Pleiteia, ainda, indenização por danos morais.
Antes da citação, o autor aditou a inicial para desistir do pedido de indenização por danos morais,
o que foi deferido pelo MM. Juiz a quo.
A r. sentença, após indeferir os pedidos para produção da prova pericial e para expedição de
ofício às empresas empregadoras, julgou parcialmente procedente o feito, tão somente para o fim
de, comprovado o tempo de serviço especial nos períodos de 01/03/1978 a 17/11/1978,
19/11/2003 a 04/05/2004, 23/06/2009 a 01/12/2009 e de 16/06/2010 a 05/12/2012, condenar o
INSS a reconhecê-los, bem como todo o tempo comum constante em CTPS e CNIS,
computando-os para todos os fins, ressalvada a possibilidade de conversão do tempo especial
em comum somente até 15/12/1998. Quanto ao pedido de aposentadoria, determinou que fica
ressalvada a possibilidade de novo requerimento administrativo, uma vez preenchidos os
requisitos legais aplicáveis à espécie.

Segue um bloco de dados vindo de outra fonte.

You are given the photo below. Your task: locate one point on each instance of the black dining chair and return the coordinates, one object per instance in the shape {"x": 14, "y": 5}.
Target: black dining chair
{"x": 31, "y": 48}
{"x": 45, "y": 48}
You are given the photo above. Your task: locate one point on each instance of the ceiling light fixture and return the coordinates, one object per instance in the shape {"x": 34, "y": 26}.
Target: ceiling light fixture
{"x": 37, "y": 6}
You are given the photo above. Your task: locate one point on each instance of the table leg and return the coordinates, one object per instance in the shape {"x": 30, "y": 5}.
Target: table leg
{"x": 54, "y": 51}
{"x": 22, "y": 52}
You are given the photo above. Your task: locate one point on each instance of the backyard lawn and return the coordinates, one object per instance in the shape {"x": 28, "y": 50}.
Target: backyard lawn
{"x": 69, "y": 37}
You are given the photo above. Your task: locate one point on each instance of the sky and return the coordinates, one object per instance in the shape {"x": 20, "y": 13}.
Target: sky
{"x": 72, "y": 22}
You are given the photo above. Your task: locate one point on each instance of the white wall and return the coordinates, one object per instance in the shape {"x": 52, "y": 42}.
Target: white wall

Sem condenação em custas, tendo em vista ser o autor
beneficiário da assistência judiciária gratuita. Cada parte arcara com os honorários de seus
patronos, nos termos do art. 86, do CPC.
Os embargos de declaração interpostos pelo autor foram rejeitados.
Inconformado, apelou o requerente, sustentando a ocorrência de cerceamento de defesa, em
face do indeferimento da prova pericial. Requer a nulidade da sentença e o retorno dos autos ao
Juízo de origem, para realização da perícia técnica, no ambiente de trabalho, além da juntada de
documentos novos e produção da prova testemunhal.
O INSS também recorreu argumentando que de acordo com seu banco de dados, não há registro
de pagamento de todas as contribuições exigidas para a aposentadoria requerida, de forma que
não o período de carência não ficou devidamente demonstrado. Afirma que o período de
01/03/1978 a 17/11/1978 não consta do CNIS, não podendo ser computado para efeito de
aposentadoria. Aduz, ainda, que o autor não comprovou o labor em condições agressivas, nos
termos exigidos pela legislação previdenciária. Pugna pela improcedência do pedido.
Com contrarrazões, subiram os autos a esta E. Corte.
O autor juntou petição afirmando que em 06/11/2017 requereu novamente o benefício de
aposentadoria especial ou por tempo de contribuição na via administrativa. Entretanto, tal pedido
lhe foi negado, uma vez que a autarquia não realiza prova ou diligência junto à empregadora.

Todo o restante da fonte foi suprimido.